第13回 森は生きている


どこかで森ガールをみかけませんでしたか。
ゆるふわをまとった、ゆめかわいいおんなのこを。

10年程前になるだろうか、ファッション誌で「森ガール」というキーワードが流行ったことがあった。
綿や麻といった自然素材でアースカラー、シルエットはあくまでもゆるい服(ワンピースが多い)を何枚か重ね着をしているファッションで、フォークロアとも異なるなんとも曖昧なカテゴリである。
元々はmixiのコミュニティから始まったとされる「森ガール」は、雑誌に紹介されると共に瞬く間に人口に膾炙して人気を博していったのだが、当時から私はこのネーミングには多大な違和感を感じていた。なぜ森なんだ、林じゃだめだったのか。「森にいそうなおんなのこ」って、こんな格好で森に分け入ったら遭難するぞ。まあイメージなのだからそんなに角を立ててもしょうがないのだが、それにしてもなぜ森。カントリーファッションにも隣接しているカテゴリみたいだから、草原でもいいではないか。『大草原の小さな家』のビジュアルとも近いようだし。
生成り、紅茶染め、綿や麻といった、どことなく自然に近いような気にさせる素材は、はっきりした原色とは相容れない。同時期に流行った「ゆるふわ」「ゆめかわいい」といった言葉と同様、森ガールはその曖昧さゆえに愛されたのだと思う。

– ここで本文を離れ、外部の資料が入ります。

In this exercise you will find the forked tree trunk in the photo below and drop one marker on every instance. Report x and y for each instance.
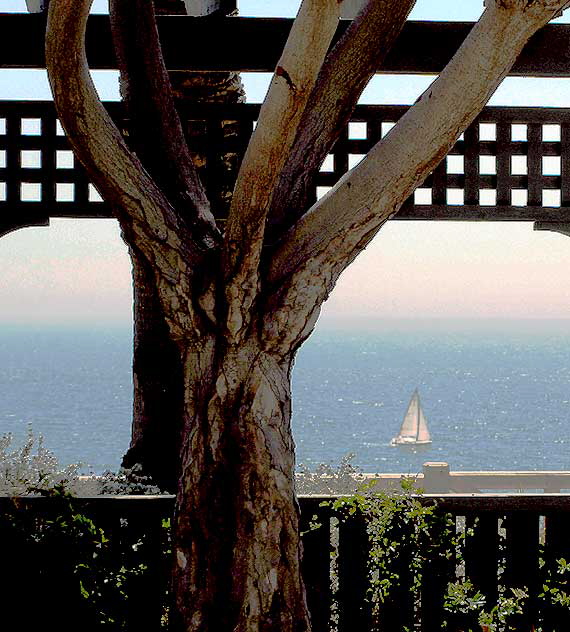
(238, 306)
(157, 369)
(237, 544)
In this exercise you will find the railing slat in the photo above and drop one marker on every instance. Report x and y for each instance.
(481, 554)
(316, 563)
(353, 549)
(522, 568)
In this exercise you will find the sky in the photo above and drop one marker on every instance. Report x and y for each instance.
(78, 272)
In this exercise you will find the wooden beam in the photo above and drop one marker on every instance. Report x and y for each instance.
(254, 44)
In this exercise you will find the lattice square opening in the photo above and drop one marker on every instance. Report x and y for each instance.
(519, 197)
(354, 159)
(328, 164)
(487, 165)
(518, 132)
(322, 191)
(422, 196)
(551, 197)
(64, 192)
(30, 192)
(455, 197)
(357, 130)
(456, 165)
(31, 159)
(519, 166)
(31, 127)
(93, 194)
(551, 132)
(63, 159)
(487, 197)
(551, 165)
(487, 131)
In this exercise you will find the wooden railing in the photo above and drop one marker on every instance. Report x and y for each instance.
(510, 541)
(436, 477)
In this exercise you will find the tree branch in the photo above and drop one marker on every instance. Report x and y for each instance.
(146, 216)
(156, 128)
(314, 252)
(348, 68)
(268, 152)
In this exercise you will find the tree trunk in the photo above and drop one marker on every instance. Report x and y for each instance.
(237, 543)
(157, 369)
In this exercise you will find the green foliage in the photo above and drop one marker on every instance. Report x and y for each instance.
(406, 536)
(413, 543)
(63, 557)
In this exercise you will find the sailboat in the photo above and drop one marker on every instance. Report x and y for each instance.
(414, 430)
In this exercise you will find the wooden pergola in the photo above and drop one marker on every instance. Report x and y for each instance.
(481, 180)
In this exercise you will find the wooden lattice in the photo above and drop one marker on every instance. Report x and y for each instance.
(511, 164)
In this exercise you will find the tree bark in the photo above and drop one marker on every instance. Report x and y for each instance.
(157, 368)
(237, 320)
(237, 543)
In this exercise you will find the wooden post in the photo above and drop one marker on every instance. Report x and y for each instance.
(436, 477)
(207, 7)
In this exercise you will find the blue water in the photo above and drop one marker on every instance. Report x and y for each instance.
(492, 400)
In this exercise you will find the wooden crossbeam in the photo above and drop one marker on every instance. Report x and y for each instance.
(255, 44)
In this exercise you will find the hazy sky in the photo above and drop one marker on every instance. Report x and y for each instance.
(79, 272)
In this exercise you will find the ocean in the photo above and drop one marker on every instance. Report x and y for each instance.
(494, 400)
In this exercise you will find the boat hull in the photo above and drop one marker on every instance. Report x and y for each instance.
(411, 442)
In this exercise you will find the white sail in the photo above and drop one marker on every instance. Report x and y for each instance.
(423, 432)
(414, 428)
(411, 418)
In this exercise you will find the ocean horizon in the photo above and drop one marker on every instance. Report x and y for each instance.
(496, 394)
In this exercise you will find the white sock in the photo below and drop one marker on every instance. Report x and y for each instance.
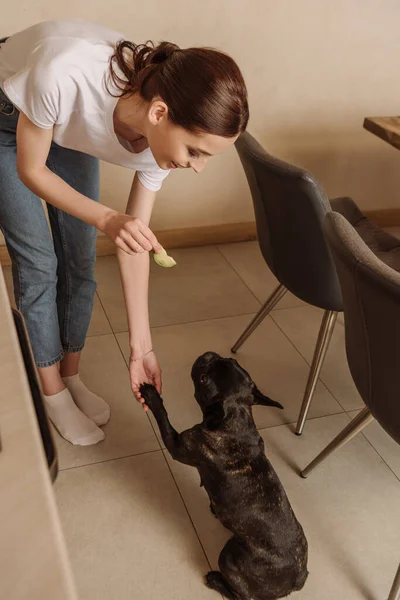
(92, 405)
(71, 423)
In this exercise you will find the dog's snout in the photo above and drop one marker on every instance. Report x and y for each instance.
(209, 357)
(203, 361)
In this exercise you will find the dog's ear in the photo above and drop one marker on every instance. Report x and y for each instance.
(261, 399)
(214, 414)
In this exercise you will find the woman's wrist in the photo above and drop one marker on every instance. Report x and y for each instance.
(140, 357)
(140, 347)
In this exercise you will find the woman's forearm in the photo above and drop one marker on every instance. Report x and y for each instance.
(135, 280)
(135, 274)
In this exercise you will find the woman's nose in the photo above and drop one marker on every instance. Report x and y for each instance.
(199, 164)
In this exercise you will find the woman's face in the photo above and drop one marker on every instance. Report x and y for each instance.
(175, 147)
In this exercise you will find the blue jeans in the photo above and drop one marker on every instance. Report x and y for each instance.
(53, 272)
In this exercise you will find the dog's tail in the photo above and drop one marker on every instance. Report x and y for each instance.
(261, 399)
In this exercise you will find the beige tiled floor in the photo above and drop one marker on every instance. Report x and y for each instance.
(138, 524)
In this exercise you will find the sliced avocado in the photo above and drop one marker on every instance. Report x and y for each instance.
(163, 260)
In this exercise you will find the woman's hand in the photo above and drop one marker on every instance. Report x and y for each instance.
(130, 234)
(145, 370)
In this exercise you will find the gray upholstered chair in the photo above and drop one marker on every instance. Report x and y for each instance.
(290, 207)
(370, 282)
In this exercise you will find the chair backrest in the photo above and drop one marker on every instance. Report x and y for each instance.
(371, 304)
(290, 208)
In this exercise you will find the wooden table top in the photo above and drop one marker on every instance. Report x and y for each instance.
(387, 128)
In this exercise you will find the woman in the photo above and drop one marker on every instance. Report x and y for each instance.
(72, 93)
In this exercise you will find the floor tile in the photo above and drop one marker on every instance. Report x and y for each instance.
(248, 262)
(352, 534)
(383, 444)
(128, 432)
(98, 324)
(301, 325)
(126, 539)
(276, 367)
(201, 286)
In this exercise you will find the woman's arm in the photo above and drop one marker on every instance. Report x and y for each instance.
(135, 282)
(33, 146)
(135, 274)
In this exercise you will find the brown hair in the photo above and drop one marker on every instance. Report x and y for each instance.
(202, 87)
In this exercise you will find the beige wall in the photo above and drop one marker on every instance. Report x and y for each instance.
(314, 69)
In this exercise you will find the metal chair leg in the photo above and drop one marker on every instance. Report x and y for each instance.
(395, 590)
(324, 337)
(351, 430)
(260, 316)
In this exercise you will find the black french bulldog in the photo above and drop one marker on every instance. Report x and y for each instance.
(266, 558)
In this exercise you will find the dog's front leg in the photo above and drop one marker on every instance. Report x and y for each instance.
(174, 442)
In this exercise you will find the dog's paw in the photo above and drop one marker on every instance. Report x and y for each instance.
(150, 395)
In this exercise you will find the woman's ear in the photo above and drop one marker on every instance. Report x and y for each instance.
(214, 415)
(157, 112)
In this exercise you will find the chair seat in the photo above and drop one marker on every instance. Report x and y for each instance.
(385, 246)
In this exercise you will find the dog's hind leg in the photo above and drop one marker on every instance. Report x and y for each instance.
(233, 563)
(215, 581)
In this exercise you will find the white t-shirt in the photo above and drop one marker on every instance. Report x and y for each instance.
(56, 72)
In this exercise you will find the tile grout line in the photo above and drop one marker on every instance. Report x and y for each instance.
(307, 363)
(186, 508)
(238, 274)
(271, 315)
(115, 458)
(147, 413)
(373, 447)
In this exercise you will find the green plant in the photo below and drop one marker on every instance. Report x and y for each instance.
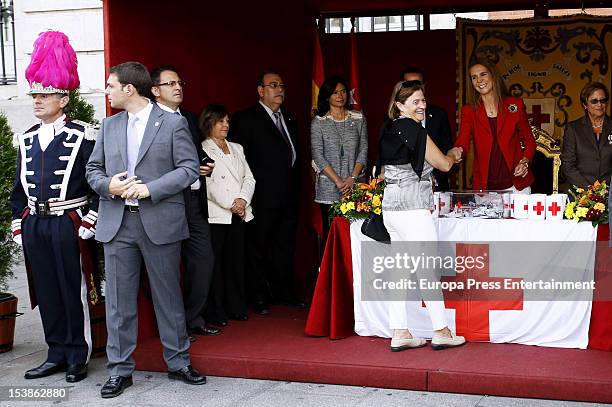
(8, 157)
(363, 200)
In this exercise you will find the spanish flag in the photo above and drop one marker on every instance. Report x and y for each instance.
(318, 77)
(355, 98)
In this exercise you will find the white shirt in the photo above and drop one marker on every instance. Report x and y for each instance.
(140, 125)
(271, 113)
(46, 132)
(196, 185)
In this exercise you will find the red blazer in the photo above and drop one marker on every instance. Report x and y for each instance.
(512, 128)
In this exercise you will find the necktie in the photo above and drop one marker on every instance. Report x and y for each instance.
(281, 128)
(132, 145)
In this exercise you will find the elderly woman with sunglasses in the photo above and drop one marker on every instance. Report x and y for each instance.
(586, 154)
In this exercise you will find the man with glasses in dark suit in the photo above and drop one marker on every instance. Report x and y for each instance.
(268, 134)
(196, 251)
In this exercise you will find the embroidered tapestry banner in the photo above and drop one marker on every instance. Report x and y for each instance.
(544, 61)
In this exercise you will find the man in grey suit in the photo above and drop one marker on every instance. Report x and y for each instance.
(142, 161)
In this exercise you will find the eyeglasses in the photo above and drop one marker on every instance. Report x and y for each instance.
(275, 85)
(173, 83)
(410, 84)
(595, 101)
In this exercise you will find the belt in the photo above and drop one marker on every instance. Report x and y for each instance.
(55, 208)
(390, 181)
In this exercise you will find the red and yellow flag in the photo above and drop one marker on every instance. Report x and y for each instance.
(318, 77)
(355, 100)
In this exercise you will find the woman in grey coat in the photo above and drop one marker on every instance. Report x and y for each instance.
(339, 142)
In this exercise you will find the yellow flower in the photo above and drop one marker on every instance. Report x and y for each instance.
(569, 210)
(599, 206)
(376, 200)
(581, 212)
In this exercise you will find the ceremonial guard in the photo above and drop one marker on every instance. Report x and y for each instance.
(54, 211)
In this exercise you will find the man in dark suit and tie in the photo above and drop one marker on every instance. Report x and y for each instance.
(196, 252)
(437, 125)
(268, 134)
(142, 161)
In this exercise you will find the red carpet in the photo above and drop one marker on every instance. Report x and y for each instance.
(275, 347)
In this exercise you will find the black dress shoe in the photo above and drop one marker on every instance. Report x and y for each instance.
(292, 302)
(188, 375)
(115, 385)
(76, 373)
(261, 308)
(46, 369)
(205, 331)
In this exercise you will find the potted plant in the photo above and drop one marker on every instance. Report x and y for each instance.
(8, 249)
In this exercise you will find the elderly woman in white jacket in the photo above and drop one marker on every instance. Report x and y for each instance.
(230, 188)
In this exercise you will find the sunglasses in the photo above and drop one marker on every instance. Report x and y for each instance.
(172, 84)
(595, 101)
(410, 84)
(275, 85)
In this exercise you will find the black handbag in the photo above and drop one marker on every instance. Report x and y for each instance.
(374, 228)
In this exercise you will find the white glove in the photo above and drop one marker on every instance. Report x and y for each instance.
(17, 239)
(84, 233)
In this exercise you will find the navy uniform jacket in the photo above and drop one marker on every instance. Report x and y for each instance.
(58, 173)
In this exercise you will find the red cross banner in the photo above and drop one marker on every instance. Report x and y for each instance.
(513, 314)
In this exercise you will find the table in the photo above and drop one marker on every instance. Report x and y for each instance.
(334, 312)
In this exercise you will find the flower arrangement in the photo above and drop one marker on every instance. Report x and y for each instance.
(365, 198)
(589, 204)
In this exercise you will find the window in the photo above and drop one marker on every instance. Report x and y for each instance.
(375, 24)
(7, 43)
(449, 21)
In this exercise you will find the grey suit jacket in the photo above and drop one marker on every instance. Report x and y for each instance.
(167, 163)
(583, 160)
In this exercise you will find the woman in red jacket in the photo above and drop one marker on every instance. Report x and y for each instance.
(503, 143)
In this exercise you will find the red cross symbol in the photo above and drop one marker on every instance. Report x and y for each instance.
(536, 117)
(472, 306)
(539, 208)
(554, 208)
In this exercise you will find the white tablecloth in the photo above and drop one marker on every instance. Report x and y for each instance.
(546, 323)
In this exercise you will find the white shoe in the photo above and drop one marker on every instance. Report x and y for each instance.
(439, 342)
(399, 344)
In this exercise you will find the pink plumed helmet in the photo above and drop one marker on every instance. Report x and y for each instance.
(53, 68)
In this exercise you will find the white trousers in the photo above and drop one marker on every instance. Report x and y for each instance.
(406, 226)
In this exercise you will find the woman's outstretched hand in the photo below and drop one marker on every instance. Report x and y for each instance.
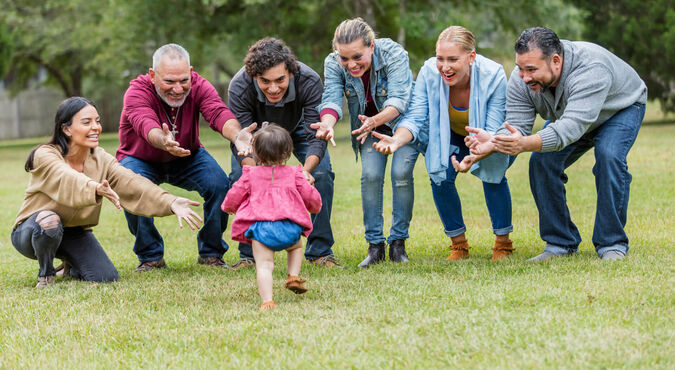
(103, 189)
(181, 208)
(465, 164)
(480, 142)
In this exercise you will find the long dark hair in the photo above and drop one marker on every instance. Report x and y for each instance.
(64, 116)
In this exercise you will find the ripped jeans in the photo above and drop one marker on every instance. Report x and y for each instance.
(373, 167)
(74, 245)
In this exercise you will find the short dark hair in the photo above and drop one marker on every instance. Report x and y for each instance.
(272, 145)
(267, 53)
(541, 38)
(64, 117)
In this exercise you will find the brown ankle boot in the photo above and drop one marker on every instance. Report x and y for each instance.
(502, 249)
(267, 305)
(294, 284)
(459, 250)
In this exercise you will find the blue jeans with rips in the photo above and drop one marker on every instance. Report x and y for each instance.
(197, 172)
(320, 240)
(449, 206)
(74, 245)
(373, 166)
(612, 141)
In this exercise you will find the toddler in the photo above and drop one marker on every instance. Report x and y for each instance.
(271, 202)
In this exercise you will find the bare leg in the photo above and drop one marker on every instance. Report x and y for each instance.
(264, 265)
(295, 260)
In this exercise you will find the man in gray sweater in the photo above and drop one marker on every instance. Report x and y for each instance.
(590, 98)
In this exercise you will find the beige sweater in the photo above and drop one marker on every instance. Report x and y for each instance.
(56, 186)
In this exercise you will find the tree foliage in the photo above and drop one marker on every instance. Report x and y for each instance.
(94, 48)
(641, 32)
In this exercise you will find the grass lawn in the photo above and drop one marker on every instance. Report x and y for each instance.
(575, 312)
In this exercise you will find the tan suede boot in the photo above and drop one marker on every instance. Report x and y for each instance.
(502, 249)
(295, 284)
(459, 250)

だが森ガールの寿命は短かった。ファッションのカテゴリとして確立することもないまま、数年で下火になってしまう。ゆるさがだささへ、レトロ感が古くささに変質し、もっとわかりやすい誰が見ても評価が統一されるファッションに流行は流れていった。エレガンスかストリートか、フェミニンかカジュアルか。森へ行っている余裕なんか、みんななくなってしまったのだ。
そういえば森ガールは、ゴスロリと並んで「男ウケしない」ファッションとしても有名だった。森ガールもゴスロリも、方向性は違うがフリルやレースを多用するところが似ている。そうか、世の男たちはフリルやレースが嫌いなのか。
オーガニック好きがヴィーガンに目覚めるように、森ガールはロハスになった。ストイックでシンプルな方向へ向かい、それと同時にいつの間にか森には誰もいなくなってしまった。

本当はもっとその曖昧さを大事にしてもよかったのではないか。
ファッションなんて曖昧なものだ。誰かに貼られたレッテルに縛られず、森でも林でも、それこそ荒野にだって好きな格好をして行けばいい。
私たちはどこにだって行けるのだから。


登場したファッション:「森ガール」
→ファッションのカテゴリには通常、それを代表するブランドというのがあるものだが、森ガールにはそれがない。それが衰退の原因のひとつかも。
今回のBGM:「ねこの森には帰れない」by 谷山浩子
→もうこれしかないでしょう。だからもう森へなんか行かない、なんて言わずに何処かにあるねこの森を探しに行こう。